The Justice Department and states including California, New York, Colorado and Virginia filed a lawsuit against Google alleging the search and advertising behemoth illegally monopolized the online ad market through a yearslong practice of self-dealing, anticompetitive acquisitions, and forcing businesses to use multiple products and services that it offers. source

This will be one for those 'paid media' gurus who will be watching for sure, and for many that have been subject to several of Google's own penalty system most likely a sweet read.

Traditionally there have been 3 ways to get visitors to your website;

  1. Searches via Google (paid and SEO)
  2. Direct to your website (people know your brand)
  3. Referrals from 3rd parties (backlinks)

That last one is the focus for this blog......

A few years ago a company I had just joined a month earlier was subject to a site wide penalty by Google for having significant number of historical unnatural backlinks to their website. 

Google can issue partial penalties that mean certain pages on your site will go blind but to have a full site wide one was exceptional.

When I say 'unnatural' I mean backlinks dropped on thousands of non related websites by a bot.
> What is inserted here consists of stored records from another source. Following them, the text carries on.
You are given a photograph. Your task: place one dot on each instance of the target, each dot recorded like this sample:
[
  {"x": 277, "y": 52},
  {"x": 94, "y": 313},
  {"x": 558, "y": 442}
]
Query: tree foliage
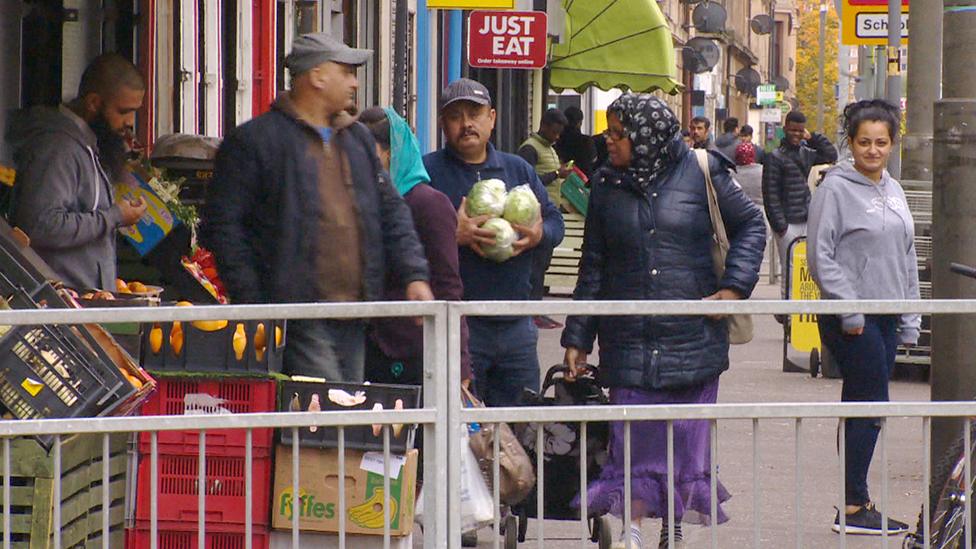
[{"x": 807, "y": 67}]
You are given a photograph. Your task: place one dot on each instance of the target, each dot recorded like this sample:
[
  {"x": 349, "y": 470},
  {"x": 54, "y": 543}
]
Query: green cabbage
[
  {"x": 487, "y": 197},
  {"x": 522, "y": 207},
  {"x": 505, "y": 236}
]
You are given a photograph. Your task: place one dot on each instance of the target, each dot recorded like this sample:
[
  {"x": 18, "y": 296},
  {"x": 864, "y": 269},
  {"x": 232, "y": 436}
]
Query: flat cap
[
  {"x": 311, "y": 50},
  {"x": 465, "y": 89}
]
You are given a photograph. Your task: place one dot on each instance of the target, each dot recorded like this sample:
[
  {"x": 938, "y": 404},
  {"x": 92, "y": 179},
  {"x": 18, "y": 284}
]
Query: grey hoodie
[
  {"x": 63, "y": 196},
  {"x": 861, "y": 244}
]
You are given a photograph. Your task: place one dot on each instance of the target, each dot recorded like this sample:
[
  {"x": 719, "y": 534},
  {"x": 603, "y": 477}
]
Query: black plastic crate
[
  {"x": 356, "y": 438},
  {"x": 56, "y": 371},
  {"x": 213, "y": 351}
]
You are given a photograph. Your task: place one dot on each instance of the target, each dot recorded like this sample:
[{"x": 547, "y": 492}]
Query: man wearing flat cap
[
  {"x": 504, "y": 354},
  {"x": 301, "y": 210}
]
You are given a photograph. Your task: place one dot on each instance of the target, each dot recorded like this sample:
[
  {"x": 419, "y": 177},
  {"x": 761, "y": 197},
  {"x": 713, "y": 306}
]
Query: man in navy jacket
[{"x": 503, "y": 349}]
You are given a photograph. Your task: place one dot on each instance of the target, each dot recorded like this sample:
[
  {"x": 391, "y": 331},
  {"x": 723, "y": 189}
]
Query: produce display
[{"x": 504, "y": 208}]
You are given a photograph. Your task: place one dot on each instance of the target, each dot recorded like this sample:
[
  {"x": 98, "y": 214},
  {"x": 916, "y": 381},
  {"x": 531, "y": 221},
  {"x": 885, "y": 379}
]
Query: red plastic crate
[
  {"x": 181, "y": 536},
  {"x": 235, "y": 395},
  {"x": 178, "y": 491}
]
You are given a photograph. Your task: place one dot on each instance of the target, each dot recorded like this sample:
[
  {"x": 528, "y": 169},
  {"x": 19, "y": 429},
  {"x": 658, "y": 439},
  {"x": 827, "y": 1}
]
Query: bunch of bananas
[{"x": 369, "y": 514}]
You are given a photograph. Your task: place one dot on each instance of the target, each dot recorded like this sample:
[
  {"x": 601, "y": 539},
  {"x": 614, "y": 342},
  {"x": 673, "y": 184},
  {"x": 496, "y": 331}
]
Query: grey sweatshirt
[
  {"x": 63, "y": 196},
  {"x": 861, "y": 244}
]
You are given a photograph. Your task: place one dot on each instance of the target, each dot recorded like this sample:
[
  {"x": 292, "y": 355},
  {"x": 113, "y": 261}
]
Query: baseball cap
[
  {"x": 465, "y": 89},
  {"x": 311, "y": 50}
]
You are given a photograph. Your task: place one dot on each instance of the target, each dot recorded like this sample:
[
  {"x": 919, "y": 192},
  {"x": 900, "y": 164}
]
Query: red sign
[{"x": 507, "y": 39}]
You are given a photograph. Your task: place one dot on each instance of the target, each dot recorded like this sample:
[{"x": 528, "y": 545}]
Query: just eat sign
[{"x": 507, "y": 39}]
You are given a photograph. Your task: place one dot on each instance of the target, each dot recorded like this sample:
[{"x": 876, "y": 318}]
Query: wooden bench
[{"x": 564, "y": 269}]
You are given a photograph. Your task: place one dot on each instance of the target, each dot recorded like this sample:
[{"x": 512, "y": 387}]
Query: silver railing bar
[
  {"x": 57, "y": 492},
  {"x": 926, "y": 479},
  {"x": 798, "y": 487},
  {"x": 842, "y": 454},
  {"x": 968, "y": 442},
  {"x": 748, "y": 411},
  {"x": 884, "y": 482},
  {"x": 671, "y": 482},
  {"x": 628, "y": 481},
  {"x": 106, "y": 493},
  {"x": 540, "y": 485}
]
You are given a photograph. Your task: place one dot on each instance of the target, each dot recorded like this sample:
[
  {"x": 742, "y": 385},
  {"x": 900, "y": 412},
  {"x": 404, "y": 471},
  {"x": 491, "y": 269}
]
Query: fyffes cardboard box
[{"x": 318, "y": 500}]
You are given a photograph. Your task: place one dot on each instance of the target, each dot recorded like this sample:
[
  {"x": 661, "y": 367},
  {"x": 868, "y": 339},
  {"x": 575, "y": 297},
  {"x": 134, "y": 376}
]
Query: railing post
[
  {"x": 453, "y": 409},
  {"x": 435, "y": 436}
]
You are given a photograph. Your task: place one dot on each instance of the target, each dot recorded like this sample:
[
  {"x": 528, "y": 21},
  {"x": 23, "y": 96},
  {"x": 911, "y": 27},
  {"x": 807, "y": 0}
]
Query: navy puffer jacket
[{"x": 655, "y": 245}]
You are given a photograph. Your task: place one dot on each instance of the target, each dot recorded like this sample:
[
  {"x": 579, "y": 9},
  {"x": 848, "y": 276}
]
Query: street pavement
[{"x": 756, "y": 375}]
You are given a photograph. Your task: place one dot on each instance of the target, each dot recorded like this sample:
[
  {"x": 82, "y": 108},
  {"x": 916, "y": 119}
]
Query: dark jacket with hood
[
  {"x": 786, "y": 195},
  {"x": 63, "y": 196},
  {"x": 261, "y": 217},
  {"x": 655, "y": 245}
]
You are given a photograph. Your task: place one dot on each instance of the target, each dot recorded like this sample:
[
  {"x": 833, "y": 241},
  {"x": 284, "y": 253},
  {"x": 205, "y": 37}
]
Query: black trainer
[{"x": 867, "y": 521}]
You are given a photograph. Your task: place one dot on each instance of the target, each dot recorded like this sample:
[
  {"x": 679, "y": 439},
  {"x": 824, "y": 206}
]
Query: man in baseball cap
[
  {"x": 299, "y": 211},
  {"x": 503, "y": 350}
]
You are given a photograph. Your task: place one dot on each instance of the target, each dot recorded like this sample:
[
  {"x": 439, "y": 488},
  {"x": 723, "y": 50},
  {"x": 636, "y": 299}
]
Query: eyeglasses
[{"x": 616, "y": 135}]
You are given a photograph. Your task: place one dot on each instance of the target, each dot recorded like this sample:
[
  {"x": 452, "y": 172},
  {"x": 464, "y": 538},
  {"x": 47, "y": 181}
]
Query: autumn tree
[{"x": 807, "y": 67}]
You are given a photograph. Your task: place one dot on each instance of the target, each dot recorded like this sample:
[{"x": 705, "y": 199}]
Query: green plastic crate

In simple terms the companies website was no longer visible for organic search........anywhere!

From a dominant position (#1) in search, the company lost all organic visibility and subsequently a lot of traffic and revenue too.

Not the best news for any company to get, as you can imagine. 

The board were obviously perplexed and looked to me for all the answers. They saw it as something that's a common occurrence and somewhere in my marketing box of magic tricks (next to the marketing coloring in stuff) lay a 'get this fixed' blueprint!!

For those operating and investing in the vagaries of SEO you will know there is no silver bullet, no quick fix, and unless your really shit at what you do this is most definitely NOT a common occurrence.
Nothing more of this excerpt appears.